Gerücht um Gerücht, Dementi gegen Dementi – wenn an diesem Montag die Vorstände von CDU und CSU tagen, ist die Stimmung mies

Horst Seehofers CSU fordert Angela Merkels Kopf. Nach einem Wochenende gegenseitiger Unterstellungen und Zurückweisungen ist das klarer denn je. Sollte der Innenminister nach der heutigen Vorstandssitzung im Alleingang Geflüchtete zurückweisen, wäre es das Ende der Koalition

Von Anja Maier

Hat er es gesagt oder nicht? Die Vehemenz, mit der über die Frage diskutiert wird, ob Horst Seehofer tatsächlich über Angela Merkel gesagt hat, er könne „mit der Frau nicht mehr arbeiten“, entspricht der Dramatik der Lage. Seit letzte Woche der Riss zwischen den Schwesterparteien CDU und CSU unübersehbar klafft, steht nicht weniger als die Zukunft der Koalition auf dem Spiel.

Seit der Bundesinnenminister angekündigt hat, notfalls in seiner Ressortzu­ständigkeit die Zurückweisung von schon einmal registrierten Flüchtlingen an der deutschen Grenze anzuordnen, ist offensichtlich, dass es seiner CSU um Angela Merkels Kopf geht. Die Kanzlerin, gegen deren Richtlinienkompetenz Seehofer damit verstoßen würde, müsste ihren Minister entlassen. Das wäre das Ende der Fraktionsgemeinschaft und wohl auch der Koalition.

Für diesen Montag sind in München und Berlin die Gremiensitzungen der beiden Parteien anberaumt. Im Konrad-Adenauer-Haus tagen ab 9 Uhr nacheinander CDU-Präsidium und -Vorstand. In der Münchner Zentrale beginnt die Vorstandssitzung gegen 10 Uhr. Für 14 Uhr ist dann die Presseunterrichtung durch Seehofer geplant, um kurz vor drei die von Merkel in Berlin. Es wird damit gerechnet, dass der CSU-Vorstand einstimmig den Alleingang des Bundesinnenministers in der Flüchtlingsfrage beschließt.

Merkel wollte sich am Sonntagabend noch einmal mit ihren engsten Vertrauten abstimmen. An dem Treffen sollten neben Generalsekretärin Annegret Kramp-Karrenbauer unter anderem die Ministerpräsidenten Volker Bouffier (Hessen), Armin Laschet (Nordrhein-Westfalen) und Daniel Günther (Schleswig-Holstein) teilnehmen. Dass die Runde zunächst gemeinsam das WM-Auftaktspiel der deutschen Fußballnationalmannschaft gegen Mexiko schauen wollte, darf getrost unter „Pokerface bewahren“ abgebucht werden.

Seit Tagen switchen zwischen Seehofers CSU und Merkels CDU die Emissäre hin und her. Die Nachrichtenlage ist entsprechend unübersichtlich. Mal heißt es, die Kanzlerin plane einen EU-Sondergipfel zur Flüchtlingspolitik Ende kommender Woche, was vom Bundespresseamt dementiert wird. Ein Kompromiss, bei dem Seehofer zwar den entsprechenden Erlass ergehen, aber erst nach dem EU-Gipfel Ende Juni in Kraft treten ließe, wird hingegen CSU-seitig dementiert.
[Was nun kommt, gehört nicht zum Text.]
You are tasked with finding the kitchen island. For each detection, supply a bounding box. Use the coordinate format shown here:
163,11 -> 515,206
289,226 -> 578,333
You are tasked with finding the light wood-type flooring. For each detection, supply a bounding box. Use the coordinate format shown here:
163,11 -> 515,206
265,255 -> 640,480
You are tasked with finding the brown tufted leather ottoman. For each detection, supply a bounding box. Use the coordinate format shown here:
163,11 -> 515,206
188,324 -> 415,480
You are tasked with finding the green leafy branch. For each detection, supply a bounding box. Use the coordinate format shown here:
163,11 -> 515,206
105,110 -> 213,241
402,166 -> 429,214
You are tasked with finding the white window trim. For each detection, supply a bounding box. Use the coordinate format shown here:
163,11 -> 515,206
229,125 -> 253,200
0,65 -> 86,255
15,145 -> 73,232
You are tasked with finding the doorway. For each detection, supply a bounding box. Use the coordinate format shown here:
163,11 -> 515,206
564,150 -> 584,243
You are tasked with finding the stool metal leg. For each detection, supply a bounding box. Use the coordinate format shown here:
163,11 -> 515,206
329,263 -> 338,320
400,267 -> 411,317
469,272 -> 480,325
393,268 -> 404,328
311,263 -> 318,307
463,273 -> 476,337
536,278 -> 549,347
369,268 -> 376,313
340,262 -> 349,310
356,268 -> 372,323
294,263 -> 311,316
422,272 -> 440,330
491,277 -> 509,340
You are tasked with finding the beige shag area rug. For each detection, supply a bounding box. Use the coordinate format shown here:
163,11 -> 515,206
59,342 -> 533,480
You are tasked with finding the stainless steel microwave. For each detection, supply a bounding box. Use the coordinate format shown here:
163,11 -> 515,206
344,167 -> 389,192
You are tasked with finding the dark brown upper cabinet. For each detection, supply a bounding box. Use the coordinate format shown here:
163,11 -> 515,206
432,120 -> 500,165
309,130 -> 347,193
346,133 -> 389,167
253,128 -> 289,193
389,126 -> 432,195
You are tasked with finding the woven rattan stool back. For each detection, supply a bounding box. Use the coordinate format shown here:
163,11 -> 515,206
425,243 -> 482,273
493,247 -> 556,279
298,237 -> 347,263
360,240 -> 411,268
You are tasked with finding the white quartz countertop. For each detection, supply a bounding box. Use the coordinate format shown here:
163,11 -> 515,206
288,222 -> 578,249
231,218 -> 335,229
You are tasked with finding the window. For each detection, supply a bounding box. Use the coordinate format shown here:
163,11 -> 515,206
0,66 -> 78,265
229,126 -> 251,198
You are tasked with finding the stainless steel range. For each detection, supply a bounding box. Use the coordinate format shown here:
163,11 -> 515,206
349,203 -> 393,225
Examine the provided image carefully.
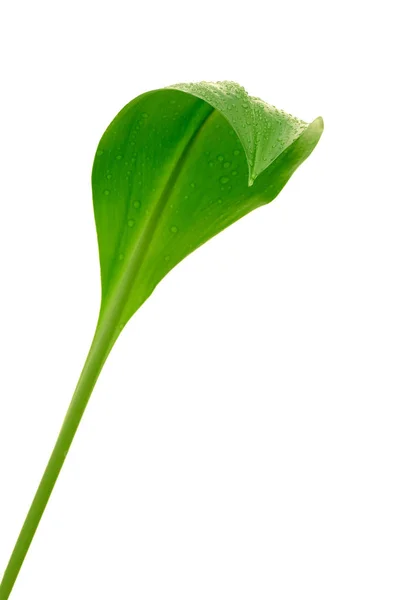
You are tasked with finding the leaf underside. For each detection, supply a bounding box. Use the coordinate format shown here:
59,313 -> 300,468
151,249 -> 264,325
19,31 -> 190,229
92,82 -> 323,325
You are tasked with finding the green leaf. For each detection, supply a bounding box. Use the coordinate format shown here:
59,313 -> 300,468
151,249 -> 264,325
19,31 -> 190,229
0,82 -> 323,600
92,82 -> 323,327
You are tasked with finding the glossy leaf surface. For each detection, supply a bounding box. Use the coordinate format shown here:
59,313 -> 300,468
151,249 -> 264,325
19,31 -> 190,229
92,82 -> 323,324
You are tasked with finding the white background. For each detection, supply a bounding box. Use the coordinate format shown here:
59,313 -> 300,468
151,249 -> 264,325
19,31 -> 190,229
0,0 -> 400,600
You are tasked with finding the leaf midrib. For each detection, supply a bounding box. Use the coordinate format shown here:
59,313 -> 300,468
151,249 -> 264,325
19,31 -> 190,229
100,100 -> 216,329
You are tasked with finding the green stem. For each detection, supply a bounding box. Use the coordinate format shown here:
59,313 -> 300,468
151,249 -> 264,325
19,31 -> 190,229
0,312 -> 119,600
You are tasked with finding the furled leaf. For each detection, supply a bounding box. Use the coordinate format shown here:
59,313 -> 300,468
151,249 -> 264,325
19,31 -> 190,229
92,82 -> 323,328
0,82 -> 323,600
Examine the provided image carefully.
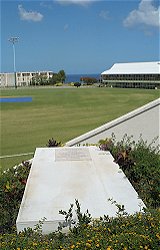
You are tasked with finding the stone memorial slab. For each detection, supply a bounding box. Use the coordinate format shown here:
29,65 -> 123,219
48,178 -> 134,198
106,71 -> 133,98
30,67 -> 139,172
16,146 -> 145,233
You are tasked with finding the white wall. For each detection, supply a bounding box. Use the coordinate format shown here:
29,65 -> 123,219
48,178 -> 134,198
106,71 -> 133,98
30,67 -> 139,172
66,98 -> 160,146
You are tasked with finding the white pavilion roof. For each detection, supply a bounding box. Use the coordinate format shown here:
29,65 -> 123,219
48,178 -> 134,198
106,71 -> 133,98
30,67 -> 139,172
101,61 -> 160,75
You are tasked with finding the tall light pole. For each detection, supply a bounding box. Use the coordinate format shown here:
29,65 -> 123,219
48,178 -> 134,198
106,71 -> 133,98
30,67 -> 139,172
8,37 -> 19,89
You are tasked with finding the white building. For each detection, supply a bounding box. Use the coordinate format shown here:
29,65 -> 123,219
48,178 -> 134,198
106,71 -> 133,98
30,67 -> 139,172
0,71 -> 53,87
101,61 -> 160,88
Dann wieder richtet Horst Seehofer seiner Kontrahentin via Frankfurter Allgemeine Zeitung aus, die Lage sei „ernst, aber bewältigbar“. Und, ach ja, Nägel mit Köpfen macht er auch noch, solange es geht.

Am Sonntag wurde bekannt, dass der neue Leiter der Bundesanstalt für Mi­gration und Flüchtlinge ein Ministerialrat aus dem bayerischen Innenministerium werden soll. Hans-Eckhard Sommer würde damit auf die von Seehofer gerade geschasste Bamf-Leiterin Jutta Cordt folgen.

Zu dem heftigen Streit in Berlin meldete sich am Sonntag auch Jean-Claude Juncker zu Wort. Der EU-Kommissionspräsident sagte der Stuttgarter Zeitung: „Wenn Politiker den Populisten nachlaufen, dann wird es am Ende so sein, dass die Menschen die Populisten wählen – und nicht die klassischen Parteien.“ Juncker will am Dienstag zu einem Treffen der deutschen Kanzlerin mit dem französischen Präsidenten Emmanuel Macron nach Meseberg bei Berlin kommen. Bei dem Treffen soll der EU-Gipfel zur Asylpolitik und zur Reform am 28. und 29. Juni vorbereitet werden. Juncker mahnte, Europa müsse der Kontinent bleiben, „der denjenigen Schutz gewährt, die vor politischer Verfolgung, Gewalt oder Erniedrigung fliehen“.